Talvez o tempo esteja acabando mesmo, como profetizou um homem de chapéu e botas rasgadas há muitas luas atrás. Minha mãos estão moles, mornas, derretendo. Tudo está derretendo. A vela que regia meu destino, e que parecia tão grande a segundos atrás, escorre pra fora do pires. Se pudesse mostrar ao mundo o que vejo, as cores que descobri escondidas atrás do papel de parede do quarto, os sons que saem de caixas de música quando tocamos elas ao contrário e de ponta-cabeça.
Parecia que o menino usava um grande par de óculos coloridos e desajeitados, mas só parecia. Tinha lentes para qualquer ocasião, lentes para a sala de aula, lentes para andar na rua, lentes para correr na chuva, conversar com desconhecidos, falar ao telefone. Cada uma variando em espessura, cor e a quantidade de rachaduras. Só não usava óculos para conversas com seus poucos amigos, aqueles que vemos quase que telepaticamente, de formas muito mais profundas do que as limitadas pela derme e epiderme. Nenhuma das lentes era adaptada para olhar em espelhos. Todas embaçavam e distorciam. Por toda sua vida procurou lentes novas, mas não conseguia se acostumar com a maioria delas.

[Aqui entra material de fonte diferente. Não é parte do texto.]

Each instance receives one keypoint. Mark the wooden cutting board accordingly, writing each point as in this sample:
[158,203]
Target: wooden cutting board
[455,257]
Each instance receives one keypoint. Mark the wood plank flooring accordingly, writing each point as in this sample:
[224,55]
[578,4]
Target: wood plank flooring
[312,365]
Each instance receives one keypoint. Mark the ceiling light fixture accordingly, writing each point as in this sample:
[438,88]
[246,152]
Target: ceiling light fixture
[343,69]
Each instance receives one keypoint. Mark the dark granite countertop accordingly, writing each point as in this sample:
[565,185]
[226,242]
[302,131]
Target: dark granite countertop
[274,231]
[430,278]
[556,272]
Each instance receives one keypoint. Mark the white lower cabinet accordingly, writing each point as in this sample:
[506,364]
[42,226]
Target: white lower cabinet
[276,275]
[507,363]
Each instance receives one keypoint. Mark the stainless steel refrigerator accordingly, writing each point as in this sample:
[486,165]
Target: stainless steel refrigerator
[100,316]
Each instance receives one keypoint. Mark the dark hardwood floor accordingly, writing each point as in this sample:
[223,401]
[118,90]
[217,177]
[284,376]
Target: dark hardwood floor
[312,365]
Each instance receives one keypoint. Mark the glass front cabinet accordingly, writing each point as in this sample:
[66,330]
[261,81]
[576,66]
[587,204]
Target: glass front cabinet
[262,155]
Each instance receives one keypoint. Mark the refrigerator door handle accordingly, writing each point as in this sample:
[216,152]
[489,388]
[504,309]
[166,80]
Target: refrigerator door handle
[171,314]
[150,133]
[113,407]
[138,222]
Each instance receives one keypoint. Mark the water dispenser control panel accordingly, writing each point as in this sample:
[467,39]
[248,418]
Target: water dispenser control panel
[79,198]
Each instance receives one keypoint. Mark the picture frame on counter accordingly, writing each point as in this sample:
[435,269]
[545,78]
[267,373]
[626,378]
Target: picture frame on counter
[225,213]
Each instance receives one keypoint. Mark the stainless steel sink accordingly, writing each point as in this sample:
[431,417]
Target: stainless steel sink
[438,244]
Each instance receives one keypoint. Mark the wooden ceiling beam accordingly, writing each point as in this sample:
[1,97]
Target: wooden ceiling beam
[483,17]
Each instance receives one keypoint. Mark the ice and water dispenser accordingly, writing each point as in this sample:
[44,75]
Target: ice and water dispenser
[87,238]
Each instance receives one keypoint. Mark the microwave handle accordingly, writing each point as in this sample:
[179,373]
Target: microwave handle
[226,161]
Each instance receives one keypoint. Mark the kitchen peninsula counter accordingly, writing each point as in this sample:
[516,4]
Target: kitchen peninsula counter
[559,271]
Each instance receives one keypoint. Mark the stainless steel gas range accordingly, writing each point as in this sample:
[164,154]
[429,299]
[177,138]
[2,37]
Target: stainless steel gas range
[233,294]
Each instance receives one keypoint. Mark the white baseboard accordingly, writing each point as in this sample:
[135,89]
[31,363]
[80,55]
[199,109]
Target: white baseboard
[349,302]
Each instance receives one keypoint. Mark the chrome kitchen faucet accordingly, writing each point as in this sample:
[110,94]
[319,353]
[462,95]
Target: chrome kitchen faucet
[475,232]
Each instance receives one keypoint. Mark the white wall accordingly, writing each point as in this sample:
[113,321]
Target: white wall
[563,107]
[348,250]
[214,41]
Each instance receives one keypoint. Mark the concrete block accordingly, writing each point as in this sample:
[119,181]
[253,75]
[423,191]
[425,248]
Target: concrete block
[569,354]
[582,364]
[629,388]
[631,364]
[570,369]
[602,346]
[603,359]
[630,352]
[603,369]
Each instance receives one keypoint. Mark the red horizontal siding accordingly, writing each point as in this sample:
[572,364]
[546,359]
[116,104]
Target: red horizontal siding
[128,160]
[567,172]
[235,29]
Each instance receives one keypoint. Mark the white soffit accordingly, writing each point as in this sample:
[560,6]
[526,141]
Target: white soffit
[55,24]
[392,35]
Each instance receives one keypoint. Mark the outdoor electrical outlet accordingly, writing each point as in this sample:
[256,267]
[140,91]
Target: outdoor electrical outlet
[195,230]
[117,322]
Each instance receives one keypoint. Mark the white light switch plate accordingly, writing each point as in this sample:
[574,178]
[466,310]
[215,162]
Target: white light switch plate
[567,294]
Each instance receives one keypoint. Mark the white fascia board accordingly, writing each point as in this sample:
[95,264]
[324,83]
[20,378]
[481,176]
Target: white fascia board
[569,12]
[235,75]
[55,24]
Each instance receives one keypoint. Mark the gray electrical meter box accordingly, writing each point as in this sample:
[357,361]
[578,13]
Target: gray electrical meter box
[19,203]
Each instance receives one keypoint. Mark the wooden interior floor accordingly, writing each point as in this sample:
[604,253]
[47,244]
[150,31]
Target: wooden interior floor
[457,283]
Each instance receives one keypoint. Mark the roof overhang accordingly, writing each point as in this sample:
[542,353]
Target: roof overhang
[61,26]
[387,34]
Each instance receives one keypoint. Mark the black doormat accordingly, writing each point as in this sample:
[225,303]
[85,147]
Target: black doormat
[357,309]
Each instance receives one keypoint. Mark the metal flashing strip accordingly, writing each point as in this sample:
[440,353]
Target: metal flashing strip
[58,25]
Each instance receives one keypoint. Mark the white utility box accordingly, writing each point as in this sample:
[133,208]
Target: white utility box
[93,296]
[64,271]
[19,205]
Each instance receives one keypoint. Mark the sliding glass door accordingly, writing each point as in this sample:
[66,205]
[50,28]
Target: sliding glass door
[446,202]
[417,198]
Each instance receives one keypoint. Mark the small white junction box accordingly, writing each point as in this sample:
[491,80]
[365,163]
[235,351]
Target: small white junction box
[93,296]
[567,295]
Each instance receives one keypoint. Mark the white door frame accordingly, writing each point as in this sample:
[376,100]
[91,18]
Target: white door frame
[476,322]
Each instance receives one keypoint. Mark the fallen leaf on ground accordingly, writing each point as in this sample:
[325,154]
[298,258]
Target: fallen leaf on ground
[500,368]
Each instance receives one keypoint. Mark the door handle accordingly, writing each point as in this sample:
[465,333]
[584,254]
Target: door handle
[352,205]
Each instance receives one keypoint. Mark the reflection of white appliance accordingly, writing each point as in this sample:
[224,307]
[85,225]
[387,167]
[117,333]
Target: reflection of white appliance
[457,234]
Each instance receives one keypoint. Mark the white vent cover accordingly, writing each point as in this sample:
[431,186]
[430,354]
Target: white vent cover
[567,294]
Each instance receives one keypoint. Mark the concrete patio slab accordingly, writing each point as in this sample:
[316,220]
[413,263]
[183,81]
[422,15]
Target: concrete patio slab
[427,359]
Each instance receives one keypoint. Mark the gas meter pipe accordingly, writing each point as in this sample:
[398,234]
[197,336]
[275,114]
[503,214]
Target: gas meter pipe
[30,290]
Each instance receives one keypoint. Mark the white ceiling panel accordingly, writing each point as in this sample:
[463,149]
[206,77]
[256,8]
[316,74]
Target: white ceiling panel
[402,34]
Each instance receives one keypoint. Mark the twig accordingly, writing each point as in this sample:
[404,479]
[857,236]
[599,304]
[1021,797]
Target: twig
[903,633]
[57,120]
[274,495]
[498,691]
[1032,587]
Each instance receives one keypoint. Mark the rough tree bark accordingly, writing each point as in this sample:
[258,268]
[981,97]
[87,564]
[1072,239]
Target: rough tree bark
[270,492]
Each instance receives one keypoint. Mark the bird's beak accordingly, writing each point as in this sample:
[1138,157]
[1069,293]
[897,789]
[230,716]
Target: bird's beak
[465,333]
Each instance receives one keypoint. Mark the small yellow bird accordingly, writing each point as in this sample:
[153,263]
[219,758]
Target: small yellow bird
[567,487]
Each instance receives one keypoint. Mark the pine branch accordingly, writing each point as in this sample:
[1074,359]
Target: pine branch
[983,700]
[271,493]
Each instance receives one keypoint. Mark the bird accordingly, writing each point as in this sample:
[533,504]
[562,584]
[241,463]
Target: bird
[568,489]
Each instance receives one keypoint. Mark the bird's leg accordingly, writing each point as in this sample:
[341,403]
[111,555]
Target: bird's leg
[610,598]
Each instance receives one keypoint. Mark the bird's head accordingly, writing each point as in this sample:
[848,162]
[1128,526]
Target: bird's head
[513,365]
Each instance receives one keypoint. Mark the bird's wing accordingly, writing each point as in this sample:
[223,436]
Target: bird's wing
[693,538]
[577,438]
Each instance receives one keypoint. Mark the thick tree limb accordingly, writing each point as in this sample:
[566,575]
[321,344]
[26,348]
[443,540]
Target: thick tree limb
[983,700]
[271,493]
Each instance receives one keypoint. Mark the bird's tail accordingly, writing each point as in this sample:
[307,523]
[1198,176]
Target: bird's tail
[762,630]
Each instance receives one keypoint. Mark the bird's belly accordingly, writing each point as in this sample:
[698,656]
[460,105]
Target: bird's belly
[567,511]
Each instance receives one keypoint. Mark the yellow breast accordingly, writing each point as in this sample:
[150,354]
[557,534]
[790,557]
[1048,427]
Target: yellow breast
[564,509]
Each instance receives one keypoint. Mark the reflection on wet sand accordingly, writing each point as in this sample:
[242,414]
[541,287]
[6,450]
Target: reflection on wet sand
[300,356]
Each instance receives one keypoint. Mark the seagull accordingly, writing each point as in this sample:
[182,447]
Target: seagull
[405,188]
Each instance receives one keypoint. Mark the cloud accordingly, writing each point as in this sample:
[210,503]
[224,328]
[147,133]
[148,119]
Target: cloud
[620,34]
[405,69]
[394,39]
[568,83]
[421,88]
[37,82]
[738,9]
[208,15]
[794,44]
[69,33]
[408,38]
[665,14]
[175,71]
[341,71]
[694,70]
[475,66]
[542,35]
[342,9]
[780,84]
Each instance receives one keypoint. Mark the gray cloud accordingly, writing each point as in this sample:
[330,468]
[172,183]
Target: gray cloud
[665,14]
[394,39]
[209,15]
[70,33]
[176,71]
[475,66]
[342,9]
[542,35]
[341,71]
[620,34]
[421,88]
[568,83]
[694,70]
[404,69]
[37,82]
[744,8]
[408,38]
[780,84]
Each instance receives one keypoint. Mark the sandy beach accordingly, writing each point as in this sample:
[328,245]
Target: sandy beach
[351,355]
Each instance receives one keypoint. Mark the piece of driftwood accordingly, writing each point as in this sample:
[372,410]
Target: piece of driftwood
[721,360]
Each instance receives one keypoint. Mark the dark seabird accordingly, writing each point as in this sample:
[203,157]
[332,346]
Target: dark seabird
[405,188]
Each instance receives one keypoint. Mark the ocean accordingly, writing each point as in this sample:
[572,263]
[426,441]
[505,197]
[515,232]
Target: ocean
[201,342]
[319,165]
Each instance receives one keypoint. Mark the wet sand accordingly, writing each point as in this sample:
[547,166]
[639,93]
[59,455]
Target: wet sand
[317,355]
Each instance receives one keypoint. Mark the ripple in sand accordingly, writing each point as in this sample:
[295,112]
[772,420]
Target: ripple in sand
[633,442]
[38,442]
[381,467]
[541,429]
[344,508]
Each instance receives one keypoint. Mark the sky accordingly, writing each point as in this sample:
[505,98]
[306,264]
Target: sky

Preciso de quantidades massivas de analgésicos. Preciso ter uma overdose. Preciso de experiências quase-morte. Preciso de um novo urso de pelúcia e balas de goma. Preciso de plantas carnívoras. Um filho, uma herança, um legado. Preciso sentir o cheiro de enxofre que sai das barbas de demônios. Preciso viver na selva por 12 dias. Preciso de êxtases sexuais a cada terço de dia. Preciso de um mapa, sem o X, sem o caminho, um mapa em branco, somente o papel, a bússola e a vontade de cavar.